Almost 41,000 students in Charlotte-Mecklenburg Schools come from homes where English isn’t the main language spoken, an increase of almost 3,600 over last year, according to a CMS report.
Most were born in the United States and speak English well themselves. The rising numbers are another sign of the international makeup of the CMS community, which brings challenges and assets to the district.
For instance, as the district prepares to roll out a new magnet lottery plan designed to increase socioeconomic diversity, officials must figure out how to communicate with families who come from 183 countries and speak 197 languages.
The top five this year are Spanish, Vietnamese, Arabic, French and Telugu.
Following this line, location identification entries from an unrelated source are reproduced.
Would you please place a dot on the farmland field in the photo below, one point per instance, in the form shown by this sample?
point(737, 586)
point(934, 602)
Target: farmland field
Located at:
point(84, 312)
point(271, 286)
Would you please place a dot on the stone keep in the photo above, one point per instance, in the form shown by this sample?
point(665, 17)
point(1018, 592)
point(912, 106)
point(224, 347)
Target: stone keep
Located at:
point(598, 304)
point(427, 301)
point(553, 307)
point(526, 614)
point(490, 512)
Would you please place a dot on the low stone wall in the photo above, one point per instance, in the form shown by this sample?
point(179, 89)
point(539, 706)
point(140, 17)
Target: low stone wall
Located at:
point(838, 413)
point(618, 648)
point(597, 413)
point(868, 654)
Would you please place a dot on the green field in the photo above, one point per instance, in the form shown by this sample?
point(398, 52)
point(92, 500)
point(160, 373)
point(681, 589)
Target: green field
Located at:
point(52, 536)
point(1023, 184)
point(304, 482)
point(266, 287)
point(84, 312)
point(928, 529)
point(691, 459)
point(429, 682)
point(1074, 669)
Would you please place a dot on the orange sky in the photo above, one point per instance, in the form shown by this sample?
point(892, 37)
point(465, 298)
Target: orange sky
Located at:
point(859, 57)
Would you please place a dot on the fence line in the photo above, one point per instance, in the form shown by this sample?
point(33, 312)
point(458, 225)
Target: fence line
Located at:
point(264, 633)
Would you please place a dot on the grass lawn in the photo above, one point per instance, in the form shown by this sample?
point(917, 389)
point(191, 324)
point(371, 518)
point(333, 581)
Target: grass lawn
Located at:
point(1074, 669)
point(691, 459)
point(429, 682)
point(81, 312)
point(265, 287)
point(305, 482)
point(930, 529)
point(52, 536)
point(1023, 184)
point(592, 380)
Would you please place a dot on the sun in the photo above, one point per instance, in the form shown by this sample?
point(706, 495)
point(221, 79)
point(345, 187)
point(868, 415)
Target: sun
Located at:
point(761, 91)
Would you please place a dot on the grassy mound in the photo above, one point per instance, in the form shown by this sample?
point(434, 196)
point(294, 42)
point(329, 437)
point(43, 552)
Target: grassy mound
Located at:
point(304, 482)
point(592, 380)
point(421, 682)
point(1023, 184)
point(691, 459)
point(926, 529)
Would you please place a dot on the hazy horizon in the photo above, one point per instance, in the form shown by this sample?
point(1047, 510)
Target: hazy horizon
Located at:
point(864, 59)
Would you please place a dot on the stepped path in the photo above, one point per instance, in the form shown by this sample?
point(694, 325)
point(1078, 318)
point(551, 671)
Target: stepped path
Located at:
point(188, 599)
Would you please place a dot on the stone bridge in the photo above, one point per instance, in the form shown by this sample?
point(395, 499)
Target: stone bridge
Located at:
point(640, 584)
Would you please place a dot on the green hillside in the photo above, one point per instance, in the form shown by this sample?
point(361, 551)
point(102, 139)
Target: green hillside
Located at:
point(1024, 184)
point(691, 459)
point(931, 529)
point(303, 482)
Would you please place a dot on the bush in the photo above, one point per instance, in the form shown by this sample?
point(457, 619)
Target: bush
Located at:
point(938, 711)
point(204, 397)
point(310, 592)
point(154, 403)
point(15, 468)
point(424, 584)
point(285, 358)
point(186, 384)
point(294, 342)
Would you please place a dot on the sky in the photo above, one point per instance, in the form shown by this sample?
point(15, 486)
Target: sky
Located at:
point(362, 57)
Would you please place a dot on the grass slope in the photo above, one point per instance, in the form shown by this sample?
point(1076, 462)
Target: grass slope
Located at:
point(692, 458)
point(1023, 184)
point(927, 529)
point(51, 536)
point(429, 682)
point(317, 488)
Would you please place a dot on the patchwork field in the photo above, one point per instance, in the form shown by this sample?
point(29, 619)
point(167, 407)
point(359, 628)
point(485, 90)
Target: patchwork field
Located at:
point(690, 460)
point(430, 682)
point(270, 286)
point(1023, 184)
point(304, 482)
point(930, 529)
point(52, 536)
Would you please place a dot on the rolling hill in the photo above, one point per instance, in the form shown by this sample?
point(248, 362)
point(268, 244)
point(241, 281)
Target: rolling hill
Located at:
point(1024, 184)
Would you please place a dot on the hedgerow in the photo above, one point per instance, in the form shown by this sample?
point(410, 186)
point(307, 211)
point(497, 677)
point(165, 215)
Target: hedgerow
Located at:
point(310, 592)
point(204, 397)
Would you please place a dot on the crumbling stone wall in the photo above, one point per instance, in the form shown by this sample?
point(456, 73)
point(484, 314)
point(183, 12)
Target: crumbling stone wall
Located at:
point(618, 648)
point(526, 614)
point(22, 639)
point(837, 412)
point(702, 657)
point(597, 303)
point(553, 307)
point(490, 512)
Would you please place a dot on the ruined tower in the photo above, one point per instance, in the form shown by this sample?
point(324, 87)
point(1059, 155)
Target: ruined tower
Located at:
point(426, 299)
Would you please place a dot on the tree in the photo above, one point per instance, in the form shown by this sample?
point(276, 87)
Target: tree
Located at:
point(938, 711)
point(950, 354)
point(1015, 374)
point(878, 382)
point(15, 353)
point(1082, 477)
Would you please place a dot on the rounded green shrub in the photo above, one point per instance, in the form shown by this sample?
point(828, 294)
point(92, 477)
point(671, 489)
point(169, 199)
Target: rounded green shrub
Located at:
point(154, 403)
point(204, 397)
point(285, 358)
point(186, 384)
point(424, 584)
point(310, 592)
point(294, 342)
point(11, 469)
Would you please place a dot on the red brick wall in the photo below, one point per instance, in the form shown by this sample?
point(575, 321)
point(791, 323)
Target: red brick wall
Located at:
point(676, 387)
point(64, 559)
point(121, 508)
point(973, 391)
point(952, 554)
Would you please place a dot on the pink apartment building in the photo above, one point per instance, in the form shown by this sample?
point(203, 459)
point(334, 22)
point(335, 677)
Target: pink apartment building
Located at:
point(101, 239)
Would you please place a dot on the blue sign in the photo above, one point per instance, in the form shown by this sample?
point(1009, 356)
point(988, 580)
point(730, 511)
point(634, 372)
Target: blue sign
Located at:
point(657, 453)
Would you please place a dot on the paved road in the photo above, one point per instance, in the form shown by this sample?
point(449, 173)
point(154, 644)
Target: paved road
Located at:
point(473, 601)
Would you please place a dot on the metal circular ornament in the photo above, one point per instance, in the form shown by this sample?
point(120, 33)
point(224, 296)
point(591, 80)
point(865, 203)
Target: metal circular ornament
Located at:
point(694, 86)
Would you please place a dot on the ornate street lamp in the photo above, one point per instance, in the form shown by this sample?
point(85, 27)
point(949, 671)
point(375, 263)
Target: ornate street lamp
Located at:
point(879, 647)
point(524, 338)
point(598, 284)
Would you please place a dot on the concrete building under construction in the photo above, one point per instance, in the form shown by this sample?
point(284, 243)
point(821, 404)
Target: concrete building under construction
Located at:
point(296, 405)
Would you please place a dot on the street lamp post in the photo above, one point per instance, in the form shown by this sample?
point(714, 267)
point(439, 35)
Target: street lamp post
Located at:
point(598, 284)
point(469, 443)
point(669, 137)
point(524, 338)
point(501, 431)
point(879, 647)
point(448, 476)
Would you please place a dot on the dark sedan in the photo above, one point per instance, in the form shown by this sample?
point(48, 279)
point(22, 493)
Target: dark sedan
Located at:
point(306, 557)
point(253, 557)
Telugu, which bumped Chinese off the top five list, is a Dravidian language spoken in southern India.
40,752 CMS students tallied as English as a second language
17,210 have limited proficiency
183 countries represented in CMS
197 languages spoken at home
The 40,752 students who come from homes where English isn’t the first language now make up 28 percent of the district’s 147, 157 students. Those who are classified as having limited English proficiency make up a much smaller slice of the student body: 17,210 students, including prekindergarteners.
Many call the district’s linguistic and cultural diversity a plus in a global society, where speaking a second language is an advantage for jobs and college admission.
Clayton Wilcox, announced last week as the school board’s choice to lead CMS next year, said students who speak Spanish or another language at home might need classes to hone their speaking and writing skills but are a step ahead of students without such exposure. Wilcox, whose grandparents came from Mexico, said the district can build on that strength.
Hispanic students, who make up 23 percent of CMS enrollment this year, are the fastest-growing demographic in CMS, driving much of the overall growth in recent years. While overall CMS enrollment increased by just over 1,000 this year, the number of students classified as “English as a second language” rose by 3,582.